Suçun maddi unsurları: bir kimsenin şeref ve saygınlığını rencide edebilecek nitelikte somut bir fiil yahut olgu isnat edilmesi yahut sövülmesi şeklinde tanımlanmıştır.

Somut fiil/olgu isnadı ve sövme aynı yaptırıma tabi tutulmakla birlikte, somut fiil/olgu isnadını ispatı yahut bu isnadın savunma dokunulmazlığı kapsamında kalması halinde kişiye ceza verilmeyecektir.

Madde 127-

“(1) İsnat edilen ve suç oluşturan fiilin ispat edilmiş olması halinde kişiye ceza verilmez. Bu suç nedeniyle hakaret edilen hakkında kesinleşmiş bir mahkûmiyet kararı verilmesi halinde, isnat ispatlanmış sayılır.
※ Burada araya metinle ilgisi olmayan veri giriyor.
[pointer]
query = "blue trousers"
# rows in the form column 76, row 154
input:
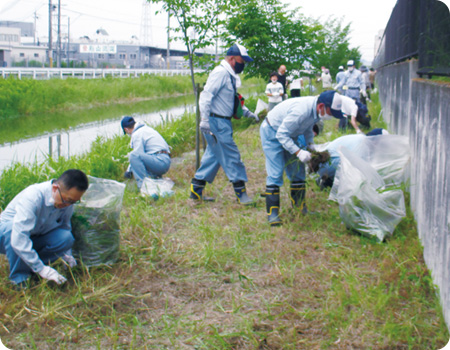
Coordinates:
column 148, row 165
column 221, row 151
column 278, row 159
column 49, row 247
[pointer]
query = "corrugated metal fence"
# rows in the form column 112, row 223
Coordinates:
column 419, row 29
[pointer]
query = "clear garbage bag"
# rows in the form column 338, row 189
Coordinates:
column 365, row 204
column 157, row 187
column 390, row 156
column 96, row 222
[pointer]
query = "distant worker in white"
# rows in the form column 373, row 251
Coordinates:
column 274, row 91
column 150, row 156
column 353, row 81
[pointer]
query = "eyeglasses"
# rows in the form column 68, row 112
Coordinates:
column 66, row 201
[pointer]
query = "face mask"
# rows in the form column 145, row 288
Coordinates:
column 239, row 67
Bunun dışındaki hallerde isnadın ispat isteminin kabulü, ancak isnat olunan fiilin doğru olup olmadığının anlaşılmasında kamu yararı bulunmasına veya şikayetçinin ispata razı olmasına bağlıdır.

(2) İspat edilmiş fiilinden söz edilerek kişiye hakaret edilmesi halinde, cezaya hükmedilir.

Somut bir fiil isnadı halinde bu suç ancak doğruluğu ispatlanabilir ifadeler bakımından söz konusu olacaktır. Sövmeyle arasındaki temel fark budur. Somut bir isnadın bulunup bulunmadığı, fiil ya da olguyu diğerlerinden ayırt etmeye yetecek derecede kişi, konu, zaman, yer ve şekle ait tamamlayıcı şartların olup olmadığından anlaşılır. Fiil ya da olgu bu unsurların tamamı ya da bir kısmının varlığı ile belirli hale geliyorsa somut bir isnat söz konusudur.18 Örneğin bir kimseye karşı “affedersiniz Ermeni” gibi ifadeler sövme olarak değerlendirilecekken, “Şu görevdeyken yolsuzluk yaptı” demek bir fiil, “görevindeki yolsuzluk çarkının içinde yer alıyor” ifadesi ise olgu isnadıdır.

Madde 128-
(1) Yargı mercileri veya idari makamlar nezdinde yapılan yazılı veya sözlü başvuru, iddia ve savunmalar kapsamında, kişilerle ilgili olarak somut isnadlarda ya da olumsuz değerlendirmelerde bulunulması halinde, ceza verilmez. Ancak, bunun için isnat ve değerlendirmelerin, gerçek ve somut vakıalara dayanması ve uyuşmazlıkla bağlantılı olması gerekir.”

Suçun manevi unsuruysa failin söylediği sözün muhtevasında hakaret oluşturduğunu bilmesi ve isteyerek yani kastla hareket etmesidir.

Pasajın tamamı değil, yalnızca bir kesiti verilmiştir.